In act two of the play, 48 years later, at the beginning stages of gentrification in “Clybourne Park,” a white family plans on moving into the now predominantly black neighborhood, with intentions of modernizing their new home. 

The black residents of the area, who have been living in “Clybourne Park” since the Great Migration. They increasingly fear white people will take their homes and strip them away of their historical value, removing them from the neighborhood altogether. These feelings are indicative of the attitude of the neighborhood in the 1950’s when the racial rolls were reversed.

Although “Clybourne Park” is a fictional neighborhood, the play emulates real historical events that are currently still happening all across America.

Between the years of 1919 and 1970, African American people migrated to the Northeast and the Northwest to escape the increasingly dangerous environment of the South.

When black people realized they and their families didn’t have a chance to prosper, they fled in the hopes that the Northern states would bring them prosperity, equality, hope and comfort.

But when African Americans began to settle into Northern states, white people discriminated against them and moved out of the cities and into the suburbs.

This was known as the “white flight,” it left black people isolated from jobs, money and segregated blacks and whites.

As a result, cities such as Oakland and Richmond became predominantly populated by black, impoverish families.

Now African Americans face a new problem, gentrification. It’s the process of renewing and rebuilding an area with the intention of inviting wealthier people in. However, this simultaneously displaces the poorer residents of every racial background who were there initially. 

Today both Oakland and San Francisco are undergoing the process of gentrification, but San Francisco seems to be the center of all the attention.

Residents who were born and raised in San Francisco are being booted out and many blame it on renter greed.

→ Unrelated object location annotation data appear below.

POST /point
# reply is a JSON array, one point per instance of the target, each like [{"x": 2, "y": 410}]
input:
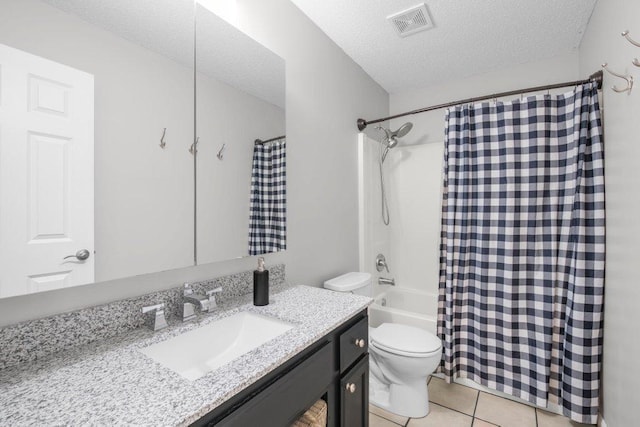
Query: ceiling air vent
[{"x": 411, "y": 21}]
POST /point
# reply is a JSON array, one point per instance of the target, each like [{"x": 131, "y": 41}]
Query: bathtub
[{"x": 406, "y": 306}]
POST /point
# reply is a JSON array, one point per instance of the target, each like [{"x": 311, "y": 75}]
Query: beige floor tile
[
  {"x": 440, "y": 416},
  {"x": 547, "y": 419},
  {"x": 480, "y": 423},
  {"x": 376, "y": 421},
  {"x": 453, "y": 396},
  {"x": 388, "y": 415},
  {"x": 504, "y": 412}
]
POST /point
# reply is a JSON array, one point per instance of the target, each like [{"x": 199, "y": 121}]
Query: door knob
[{"x": 81, "y": 255}]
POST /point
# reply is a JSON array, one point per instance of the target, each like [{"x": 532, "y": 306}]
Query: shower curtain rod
[
  {"x": 260, "y": 142},
  {"x": 595, "y": 77}
]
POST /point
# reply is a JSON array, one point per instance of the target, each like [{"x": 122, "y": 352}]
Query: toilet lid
[{"x": 404, "y": 339}]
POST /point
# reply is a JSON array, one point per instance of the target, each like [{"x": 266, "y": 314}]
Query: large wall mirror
[
  {"x": 88, "y": 88},
  {"x": 97, "y": 155},
  {"x": 240, "y": 97}
]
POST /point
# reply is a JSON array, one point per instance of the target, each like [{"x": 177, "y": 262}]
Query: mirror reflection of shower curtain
[
  {"x": 523, "y": 247},
  {"x": 268, "y": 208}
]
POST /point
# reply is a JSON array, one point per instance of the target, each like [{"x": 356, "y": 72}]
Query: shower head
[{"x": 392, "y": 136}]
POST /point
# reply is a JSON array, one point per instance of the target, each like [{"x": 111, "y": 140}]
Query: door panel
[{"x": 46, "y": 174}]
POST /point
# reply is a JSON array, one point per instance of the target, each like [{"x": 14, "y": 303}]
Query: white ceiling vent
[{"x": 411, "y": 21}]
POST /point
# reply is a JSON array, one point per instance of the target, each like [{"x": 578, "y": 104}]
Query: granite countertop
[{"x": 111, "y": 383}]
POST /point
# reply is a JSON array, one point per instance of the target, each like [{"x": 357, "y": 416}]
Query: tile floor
[{"x": 454, "y": 405}]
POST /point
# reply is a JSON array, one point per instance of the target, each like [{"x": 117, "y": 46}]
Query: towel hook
[
  {"x": 628, "y": 79},
  {"x": 220, "y": 154},
  {"x": 625, "y": 34},
  {"x": 163, "y": 143},
  {"x": 194, "y": 147}
]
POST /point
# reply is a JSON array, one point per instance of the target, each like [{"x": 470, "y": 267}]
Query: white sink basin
[{"x": 198, "y": 352}]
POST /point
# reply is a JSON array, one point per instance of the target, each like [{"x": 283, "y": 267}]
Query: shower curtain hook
[{"x": 628, "y": 79}]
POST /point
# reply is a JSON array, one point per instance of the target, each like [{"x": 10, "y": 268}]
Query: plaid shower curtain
[
  {"x": 522, "y": 249},
  {"x": 268, "y": 206}
]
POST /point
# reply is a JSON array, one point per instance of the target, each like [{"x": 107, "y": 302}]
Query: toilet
[{"x": 401, "y": 357}]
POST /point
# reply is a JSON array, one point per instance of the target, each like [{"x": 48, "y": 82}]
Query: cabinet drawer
[
  {"x": 291, "y": 394},
  {"x": 354, "y": 395},
  {"x": 350, "y": 342}
]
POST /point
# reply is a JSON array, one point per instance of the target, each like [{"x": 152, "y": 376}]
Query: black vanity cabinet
[{"x": 335, "y": 368}]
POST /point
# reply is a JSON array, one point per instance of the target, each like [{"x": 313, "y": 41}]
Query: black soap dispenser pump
[{"x": 261, "y": 284}]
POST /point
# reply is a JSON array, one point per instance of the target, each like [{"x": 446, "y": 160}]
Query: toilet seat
[{"x": 404, "y": 340}]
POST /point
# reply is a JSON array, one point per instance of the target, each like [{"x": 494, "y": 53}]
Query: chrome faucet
[
  {"x": 190, "y": 300},
  {"x": 385, "y": 281}
]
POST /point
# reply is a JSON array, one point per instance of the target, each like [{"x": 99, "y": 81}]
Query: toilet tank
[{"x": 354, "y": 282}]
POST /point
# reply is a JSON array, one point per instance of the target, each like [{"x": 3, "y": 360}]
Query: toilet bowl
[{"x": 401, "y": 357}]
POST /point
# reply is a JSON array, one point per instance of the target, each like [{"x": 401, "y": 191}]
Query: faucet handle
[
  {"x": 212, "y": 292},
  {"x": 212, "y": 297},
  {"x": 159, "y": 321},
  {"x": 188, "y": 290}
]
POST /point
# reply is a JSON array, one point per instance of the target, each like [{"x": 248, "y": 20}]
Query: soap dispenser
[{"x": 261, "y": 284}]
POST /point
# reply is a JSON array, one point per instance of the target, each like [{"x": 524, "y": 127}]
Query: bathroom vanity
[
  {"x": 335, "y": 368},
  {"x": 108, "y": 382}
]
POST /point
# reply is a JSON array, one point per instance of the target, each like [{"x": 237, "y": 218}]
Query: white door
[{"x": 46, "y": 174}]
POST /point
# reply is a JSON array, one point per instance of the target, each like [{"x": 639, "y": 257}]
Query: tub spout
[{"x": 385, "y": 281}]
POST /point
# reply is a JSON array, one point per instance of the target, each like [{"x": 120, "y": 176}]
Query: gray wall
[
  {"x": 602, "y": 43},
  {"x": 326, "y": 93}
]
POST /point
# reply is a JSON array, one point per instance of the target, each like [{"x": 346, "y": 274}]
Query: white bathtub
[{"x": 406, "y": 306}]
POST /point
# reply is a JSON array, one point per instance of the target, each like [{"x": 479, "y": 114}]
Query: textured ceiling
[
  {"x": 470, "y": 37},
  {"x": 167, "y": 27}
]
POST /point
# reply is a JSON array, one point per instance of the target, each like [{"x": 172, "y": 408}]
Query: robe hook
[
  {"x": 628, "y": 79},
  {"x": 220, "y": 154},
  {"x": 625, "y": 34},
  {"x": 163, "y": 143},
  {"x": 194, "y": 147}
]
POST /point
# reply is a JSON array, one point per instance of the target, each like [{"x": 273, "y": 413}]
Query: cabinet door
[{"x": 354, "y": 395}]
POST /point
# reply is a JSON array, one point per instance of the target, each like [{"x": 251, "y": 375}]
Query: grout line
[
  {"x": 386, "y": 419},
  {"x": 451, "y": 409},
  {"x": 488, "y": 422}
]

Laurie Segall, CNNMoney tech correspondent and host of CNN’s documentary on gentrification in the city, says San Franciscans working in the tech industry are making twice the amount as average workers, which adds to the increasing rent in San Francisco. If people make more money, they can pay more money to live.

Dr. Amos C. Brown, board member of the NAACP, pastor and resident of San Francisco says, “between 1970 to 1995 there were about 100,000 black people living in San Francisco, now there are only 40,000 black people.”

According to Brown, “urban renewal was black removal…there can never be wealth without the concern of the common wealth.”

As gentrification in San Francisco continues, the lower and middle class will relocate out, and will likely be pushed to cities that offer more affordable housing. And we see the ripple effects in Oakland and the surrounding areas.

Lateefah Simon, evicted from her San Francisco home in 1997, said, “gentrification is not just about housing. It’s about the way in which people live within cities.”

The play concludes in a dispute between the new white buyers and a black couple with personal ties to the house. One family stubbornly holding on to their historical ties to the home, the other wanting to rebuild the home on a larger scale, perfectly encapsulating the argument of our age.

By pushing one class out of their homes and off to somewhere else, you begin a ripple effect which continually displaces families from their roots over time. “Clybourne Park” poignantly depicts the feelings of cultural displacement and alienation surrounding gentrification in America.

Marlena Lowry, who played Lindsay in the show, pointed to the shows catalytic qualities, saying, “I hope the audience takes something away from it, that it allows them to reflect on their own lives, the words they use and how they treat other people. The characters are extreme, but there are moments when you question your own actions.”